После двенадцатичасового сна и обильного питья Джеймс полностью приходит в себя. Это хорошая новость.
Плохая новость состоит в том, что он уже третий день не выходит из своей комнаты в квартире-убежище — по крайней мере так, чтобы Земо мог с ним пересечься. Сэм носит Джеймсу еду и много беседует с ним, но, судя по всему, это не особенно помогает.
Земо несколько раз заводит речь о возвращении в тюрьму, несмотря на незаконченную миссию, и о необходимости отдать Джеймса под присмотр врачей (конкретно психотерапевтов), но Сэм только отмахивается, говоря ему не нести чушь. Земо не понимает такого отношения к произошедшему — Сэм всегда производил на него впечатление человека, осведомлённого в вопросах этики и весьма эмпатичного. Но даже возможность отселения Земо в отдельную квартиру Сэм отказывается обсуждать.

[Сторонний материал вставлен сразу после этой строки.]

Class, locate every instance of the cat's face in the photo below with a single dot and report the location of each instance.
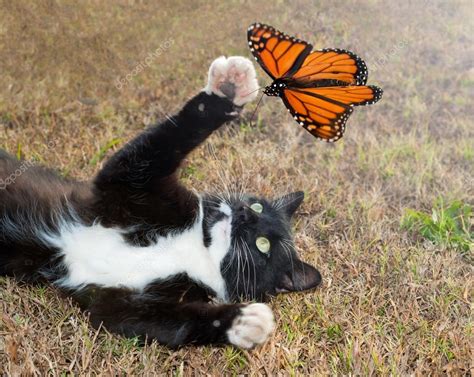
(260, 259)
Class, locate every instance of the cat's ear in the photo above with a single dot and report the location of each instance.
(289, 202)
(301, 277)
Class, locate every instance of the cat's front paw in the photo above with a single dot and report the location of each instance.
(234, 78)
(252, 326)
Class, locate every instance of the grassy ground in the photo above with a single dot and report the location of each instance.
(395, 299)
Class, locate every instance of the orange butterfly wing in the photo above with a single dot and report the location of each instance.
(324, 111)
(341, 66)
(275, 51)
(318, 87)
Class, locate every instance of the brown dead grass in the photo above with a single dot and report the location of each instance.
(390, 304)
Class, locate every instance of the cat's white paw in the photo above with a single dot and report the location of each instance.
(253, 326)
(234, 78)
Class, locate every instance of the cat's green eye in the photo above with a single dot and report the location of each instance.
(263, 244)
(257, 207)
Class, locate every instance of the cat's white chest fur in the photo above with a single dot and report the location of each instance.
(98, 255)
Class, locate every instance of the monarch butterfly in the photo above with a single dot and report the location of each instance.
(318, 87)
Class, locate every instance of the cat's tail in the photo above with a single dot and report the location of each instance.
(34, 204)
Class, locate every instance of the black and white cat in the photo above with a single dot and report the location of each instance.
(144, 255)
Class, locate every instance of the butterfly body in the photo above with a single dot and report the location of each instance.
(319, 87)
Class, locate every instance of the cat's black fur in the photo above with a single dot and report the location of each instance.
(138, 189)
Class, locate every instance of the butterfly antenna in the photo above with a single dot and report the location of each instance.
(256, 107)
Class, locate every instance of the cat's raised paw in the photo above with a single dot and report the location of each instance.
(234, 78)
(252, 326)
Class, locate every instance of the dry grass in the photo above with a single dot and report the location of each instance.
(391, 303)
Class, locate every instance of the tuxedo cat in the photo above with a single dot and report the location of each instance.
(142, 254)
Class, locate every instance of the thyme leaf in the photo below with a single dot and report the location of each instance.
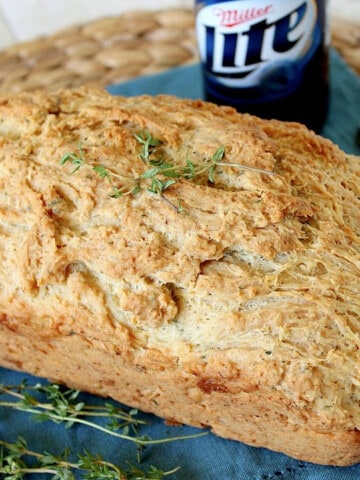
(154, 178)
(14, 466)
(59, 405)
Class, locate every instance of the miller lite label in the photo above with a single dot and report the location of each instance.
(258, 51)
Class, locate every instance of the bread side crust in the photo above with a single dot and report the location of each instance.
(240, 314)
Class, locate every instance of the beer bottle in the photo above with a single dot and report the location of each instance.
(266, 57)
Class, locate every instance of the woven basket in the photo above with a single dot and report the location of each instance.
(114, 49)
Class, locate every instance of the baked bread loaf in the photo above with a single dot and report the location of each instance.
(223, 296)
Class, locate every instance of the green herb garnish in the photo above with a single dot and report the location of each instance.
(14, 465)
(160, 174)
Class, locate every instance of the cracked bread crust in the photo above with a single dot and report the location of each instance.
(240, 314)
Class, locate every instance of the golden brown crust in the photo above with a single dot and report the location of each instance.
(243, 310)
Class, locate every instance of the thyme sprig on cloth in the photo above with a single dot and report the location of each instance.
(14, 465)
(51, 402)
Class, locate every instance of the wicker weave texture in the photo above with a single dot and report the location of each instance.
(114, 49)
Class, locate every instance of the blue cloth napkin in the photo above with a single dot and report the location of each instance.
(209, 457)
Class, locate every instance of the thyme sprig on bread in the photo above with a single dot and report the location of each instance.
(160, 173)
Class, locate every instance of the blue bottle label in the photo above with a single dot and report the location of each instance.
(260, 44)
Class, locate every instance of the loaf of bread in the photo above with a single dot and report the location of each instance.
(186, 260)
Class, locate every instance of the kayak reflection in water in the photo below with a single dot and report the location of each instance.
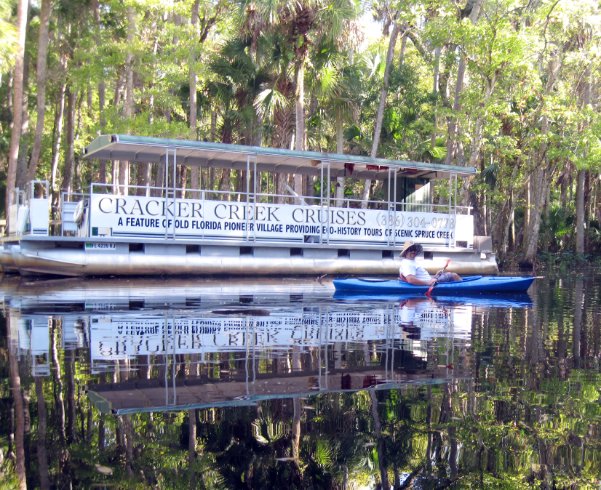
(413, 273)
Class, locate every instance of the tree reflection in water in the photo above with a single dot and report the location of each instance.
(354, 399)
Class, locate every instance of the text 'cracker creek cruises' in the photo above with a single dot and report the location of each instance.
(261, 228)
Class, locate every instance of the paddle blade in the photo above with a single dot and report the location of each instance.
(429, 291)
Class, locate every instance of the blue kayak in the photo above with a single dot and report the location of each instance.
(469, 285)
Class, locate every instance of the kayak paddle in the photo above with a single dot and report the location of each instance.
(429, 291)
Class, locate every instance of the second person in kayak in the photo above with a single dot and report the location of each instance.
(413, 273)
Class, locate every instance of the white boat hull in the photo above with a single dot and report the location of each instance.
(52, 257)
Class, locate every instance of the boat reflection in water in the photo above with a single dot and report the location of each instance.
(173, 345)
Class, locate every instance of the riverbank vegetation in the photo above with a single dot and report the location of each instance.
(507, 86)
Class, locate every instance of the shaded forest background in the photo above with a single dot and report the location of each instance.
(507, 86)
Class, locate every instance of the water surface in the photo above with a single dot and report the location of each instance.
(274, 383)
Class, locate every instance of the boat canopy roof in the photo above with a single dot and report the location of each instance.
(141, 149)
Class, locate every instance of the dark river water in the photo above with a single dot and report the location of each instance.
(279, 384)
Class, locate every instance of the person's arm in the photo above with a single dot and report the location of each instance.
(409, 270)
(411, 279)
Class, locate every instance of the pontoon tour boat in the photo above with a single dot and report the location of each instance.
(220, 209)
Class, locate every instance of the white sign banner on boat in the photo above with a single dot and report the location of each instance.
(141, 216)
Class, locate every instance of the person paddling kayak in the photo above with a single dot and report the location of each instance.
(413, 273)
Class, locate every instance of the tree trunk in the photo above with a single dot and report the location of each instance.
(67, 185)
(15, 134)
(454, 147)
(580, 211)
(41, 69)
(129, 92)
(193, 79)
(381, 106)
(57, 131)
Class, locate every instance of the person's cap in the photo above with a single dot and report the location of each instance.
(411, 246)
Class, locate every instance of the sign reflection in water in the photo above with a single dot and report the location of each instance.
(244, 362)
(198, 347)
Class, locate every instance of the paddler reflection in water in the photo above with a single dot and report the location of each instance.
(413, 273)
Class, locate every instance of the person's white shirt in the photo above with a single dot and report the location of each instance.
(412, 268)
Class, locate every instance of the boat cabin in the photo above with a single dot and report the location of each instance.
(203, 208)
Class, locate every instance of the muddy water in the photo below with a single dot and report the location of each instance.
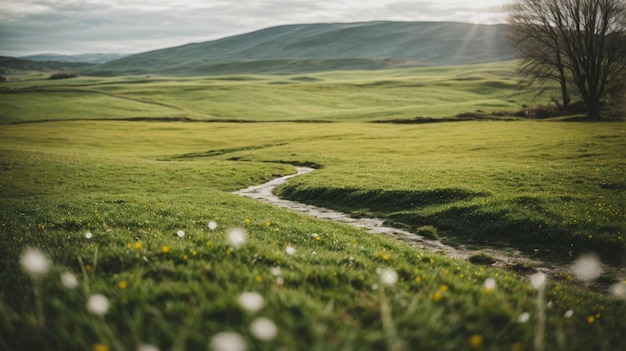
(264, 193)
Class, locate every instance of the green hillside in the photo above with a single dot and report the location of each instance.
(320, 47)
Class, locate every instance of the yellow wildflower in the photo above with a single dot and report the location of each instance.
(476, 340)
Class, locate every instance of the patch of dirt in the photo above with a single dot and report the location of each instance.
(506, 258)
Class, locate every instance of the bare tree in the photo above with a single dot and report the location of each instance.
(577, 41)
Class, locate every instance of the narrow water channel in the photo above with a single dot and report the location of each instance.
(264, 193)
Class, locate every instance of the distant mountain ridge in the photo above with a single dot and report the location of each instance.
(79, 58)
(314, 47)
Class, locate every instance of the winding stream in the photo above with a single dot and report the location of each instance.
(264, 193)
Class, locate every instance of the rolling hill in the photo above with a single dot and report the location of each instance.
(319, 47)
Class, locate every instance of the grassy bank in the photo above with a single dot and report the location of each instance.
(134, 185)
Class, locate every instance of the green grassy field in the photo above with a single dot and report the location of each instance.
(329, 96)
(552, 186)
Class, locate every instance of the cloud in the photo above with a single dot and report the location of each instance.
(79, 26)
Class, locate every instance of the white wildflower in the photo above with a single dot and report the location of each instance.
(228, 341)
(490, 284)
(69, 280)
(587, 267)
(538, 280)
(212, 225)
(34, 262)
(98, 304)
(251, 301)
(618, 290)
(263, 329)
(388, 276)
(237, 238)
(524, 317)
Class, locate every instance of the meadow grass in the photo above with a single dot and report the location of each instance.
(329, 96)
(134, 185)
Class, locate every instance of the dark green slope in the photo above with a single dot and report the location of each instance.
(314, 47)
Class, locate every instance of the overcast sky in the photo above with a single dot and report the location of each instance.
(131, 26)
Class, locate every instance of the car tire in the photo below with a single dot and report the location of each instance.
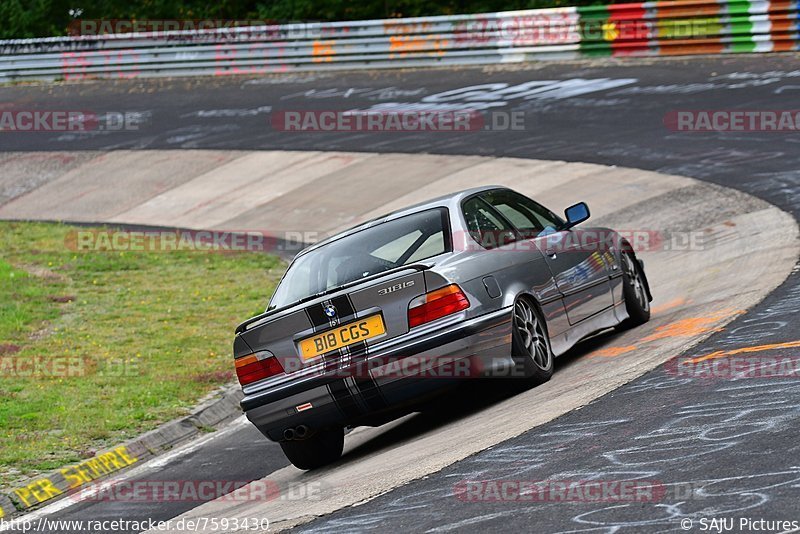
(321, 449)
(634, 291)
(530, 344)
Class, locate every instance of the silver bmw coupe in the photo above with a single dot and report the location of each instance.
(370, 322)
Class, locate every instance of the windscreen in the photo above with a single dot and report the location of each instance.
(367, 252)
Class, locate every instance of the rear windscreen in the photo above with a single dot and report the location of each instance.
(367, 252)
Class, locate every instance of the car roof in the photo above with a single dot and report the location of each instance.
(451, 200)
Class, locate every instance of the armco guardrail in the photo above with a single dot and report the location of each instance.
(643, 29)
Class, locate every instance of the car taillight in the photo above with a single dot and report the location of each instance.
(256, 367)
(436, 304)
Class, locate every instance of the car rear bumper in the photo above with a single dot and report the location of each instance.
(411, 368)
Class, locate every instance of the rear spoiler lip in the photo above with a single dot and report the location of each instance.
(414, 266)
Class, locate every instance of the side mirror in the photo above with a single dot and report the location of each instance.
(576, 214)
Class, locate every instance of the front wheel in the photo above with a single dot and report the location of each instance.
(530, 343)
(321, 449)
(637, 302)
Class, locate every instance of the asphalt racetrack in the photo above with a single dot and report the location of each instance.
(720, 447)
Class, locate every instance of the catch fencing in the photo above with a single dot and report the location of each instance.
(636, 29)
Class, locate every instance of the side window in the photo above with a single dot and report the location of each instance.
(530, 218)
(485, 225)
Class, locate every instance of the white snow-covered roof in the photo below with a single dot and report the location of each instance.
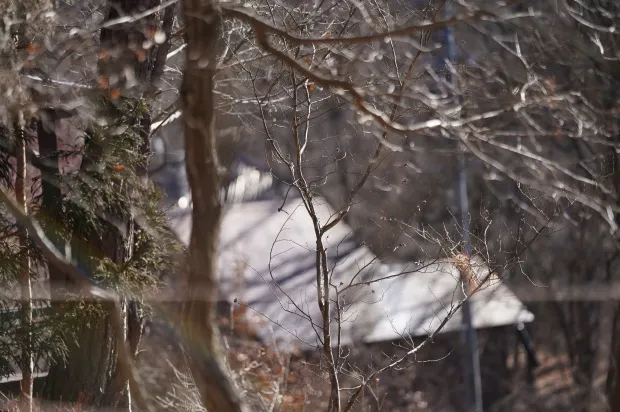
(268, 261)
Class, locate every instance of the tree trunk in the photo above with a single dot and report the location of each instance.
(203, 22)
(27, 357)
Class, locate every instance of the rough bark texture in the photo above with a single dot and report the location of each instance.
(91, 373)
(27, 357)
(202, 30)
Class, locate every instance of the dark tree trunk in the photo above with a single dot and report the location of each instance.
(201, 34)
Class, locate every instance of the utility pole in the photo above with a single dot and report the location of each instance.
(469, 340)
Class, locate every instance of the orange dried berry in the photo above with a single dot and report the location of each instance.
(33, 48)
(150, 32)
(103, 54)
(104, 82)
(141, 55)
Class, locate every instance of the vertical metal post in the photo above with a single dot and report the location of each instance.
(469, 340)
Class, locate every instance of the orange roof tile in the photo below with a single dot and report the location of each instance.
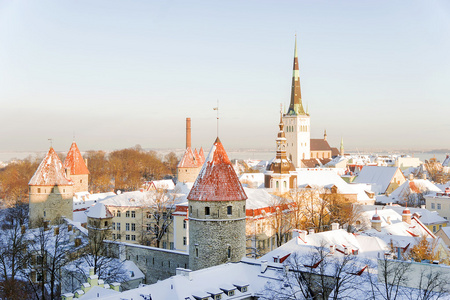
(75, 161)
(50, 172)
(217, 180)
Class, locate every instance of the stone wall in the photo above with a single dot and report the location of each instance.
(50, 203)
(155, 263)
(216, 238)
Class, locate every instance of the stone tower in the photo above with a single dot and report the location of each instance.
(77, 170)
(51, 192)
(216, 213)
(280, 174)
(297, 122)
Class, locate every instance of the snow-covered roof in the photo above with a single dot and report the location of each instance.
(323, 178)
(206, 282)
(380, 176)
(99, 211)
(50, 172)
(217, 180)
(75, 161)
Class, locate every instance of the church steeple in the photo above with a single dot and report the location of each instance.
(296, 106)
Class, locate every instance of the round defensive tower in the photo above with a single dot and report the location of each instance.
(216, 213)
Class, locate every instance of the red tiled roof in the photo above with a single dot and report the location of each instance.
(75, 161)
(50, 172)
(217, 180)
(319, 145)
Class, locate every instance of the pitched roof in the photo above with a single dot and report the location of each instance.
(319, 145)
(380, 176)
(99, 211)
(217, 180)
(75, 161)
(50, 171)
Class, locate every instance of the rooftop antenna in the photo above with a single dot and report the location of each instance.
(217, 109)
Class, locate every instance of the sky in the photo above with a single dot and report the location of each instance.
(119, 73)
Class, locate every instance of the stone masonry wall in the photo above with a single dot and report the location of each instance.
(155, 263)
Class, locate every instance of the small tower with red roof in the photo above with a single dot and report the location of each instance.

К концу третьего дня приходят новости от химиков Щ.И.Т.а, которым Сэм передал образцы веществ и документы, найденные в лаборатории — в том числе из злополучной комнаты с табличкой, — вместе с пробиркой крови Джеймса. Загадочный порошок оказывается неудачной попыткой создать высокоэффективную сыворотку правды, вероятно, из пыльцы каких-то инопланетных растений — ни одного совпадения с земной флорой обнаружено не было. Это многое объясняет, но никак не помогает в вопросе затворничества Джеймса.
Всё это время Земо не находит себе места. Чем бы он ни пытался себя занять, мысли его возвращаются к одному и тому же, так что сосредоточиться становится практически невозможно. Земо хочет увидеть Джеймса и убедиться, что хотя бы физически он действительно в порядке — результаты первичных анализов показали, что его состояние в норме, — но перспектива узнать, как сильно на его душевное здоровье повлияло то, что случилось, страшит неимоверно. Но что Земо может изменить? Никакие извинения тут не помогут, никакие оправдания. Сделанного не воротишь.
Когда Земо доходит до того, что начинает продумывать, как именно нарушить условия своего временного освобождения, чтобы максимально быстро оказаться на тюремной койке, Сэму приходит срочный запрос о помощи как Капитану Америке. На панический взгляд Земо он говорит лишь: «Вы разберётесь», — и вскоре уходит, прихватив щит.
Чтобы принести хоть какую-то пользу, Земо принимается готовить на двоих. Джеймс по-прежнему не показывается, так что дважды в день Земо оставляет поднос с едой на стуле перед дверью в его комнату и коротко стучит, после чего сразу уходит к себе. Раздаётся короткий скрип, затем тяжёлый вздох, тихий стук металлических пальцев о дерево и ещё один скрип - Джеймс забрал поднос. Земо тянет подглядеть, но каждый раз он напоминает себе, что нагляделся уже достаточно и нужно довольствоваться знанием, что у Джеймса сохраняется здоровый аппетит.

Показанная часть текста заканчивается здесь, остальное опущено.